Digital Crosshairs: Iran-Linked “Handala” Group Offers $30K Bounties for Israeli Engineers
A new wave of pressure targeting Israeli professionals linked to the defense sector has moved beyond conventional cyberattacks and into the realm of personal intimidation. A group allegedly connected to Iran has shifted its tactics toward public doxxing and cash bounties for information about specific individuals.
According to The Jerusalem Post, the hacker collective known as “Handala” has announced rewards of up to $30,000 for information on more than a dozen Israelis it describes as developers and engineers involved in the Patriot, Arrow, and David’s Sling air defense systems. The group has already published personal details of its targets on its platforms, including photographs and contact information, accompanied by explicit threats. While the newspaper notes that it cannot independently verify the accuracy of all the disclosed data, the materials have already spread widely across Arabic-language media outlets and Telegram channels, including some affiliated with Hamas.
The disclosures are part of a broader campaign dubbed “RedWanted,” under which new lists of allegedly defense-related Israelis are released every Saturday. Earlier installments included larger, more indiscriminate compilations—for example, naming supposed members of Unit 8200—with individual bounties in some cases set at $10,000 for information on a person’s whereabouts or activities. The report emphasizes that the campaign’s website hosts personalized threats and employs an interface deliberately designed to incite harassment, even overlaying crosshairs on photographs when users hover over them.

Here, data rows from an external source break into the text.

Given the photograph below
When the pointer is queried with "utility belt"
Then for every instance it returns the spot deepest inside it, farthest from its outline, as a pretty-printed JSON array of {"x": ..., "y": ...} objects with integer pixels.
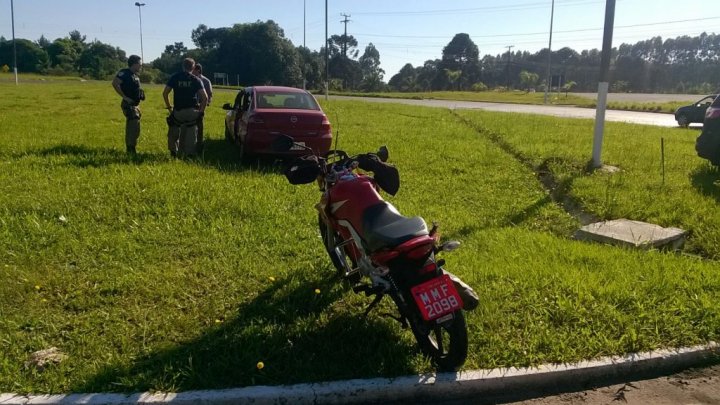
[{"x": 173, "y": 121}]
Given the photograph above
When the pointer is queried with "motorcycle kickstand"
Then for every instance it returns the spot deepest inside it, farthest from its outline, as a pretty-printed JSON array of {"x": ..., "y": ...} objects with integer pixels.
[
  {"x": 401, "y": 319},
  {"x": 373, "y": 304}
]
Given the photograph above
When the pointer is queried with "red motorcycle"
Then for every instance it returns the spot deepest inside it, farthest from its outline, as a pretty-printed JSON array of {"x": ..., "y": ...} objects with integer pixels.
[{"x": 368, "y": 239}]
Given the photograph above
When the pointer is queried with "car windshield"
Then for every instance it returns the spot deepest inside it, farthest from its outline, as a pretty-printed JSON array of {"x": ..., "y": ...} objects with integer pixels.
[{"x": 279, "y": 99}]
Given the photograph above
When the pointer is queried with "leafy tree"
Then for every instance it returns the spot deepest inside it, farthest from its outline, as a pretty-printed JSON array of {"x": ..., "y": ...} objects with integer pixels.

The article also places these actions in the context of Handala’s previous operations. The group has been linked to Iranian intelligence services; the Jerusalem Institute for Strategy and Security has stated that Iran has been using Handala at least since late 2023. Among the incidents attributed to the group is a January 2025 attack on Israeli kindergartens, during which alert systems were disrupted at approximately 20 locations.
On August 22, 2025, Handala claimed responsibility for breaches of several Israeli organizations, including the Weizmann Institute and a number of commercial companies. In September 2025, Canada’s Rapid Response Mechanism (RRM Canada) reported a “hack-and-leak” campaign targeting journalists from Iran International, noting that the dissemination of stolen data was further amplified through the use of multiple AI chatbots.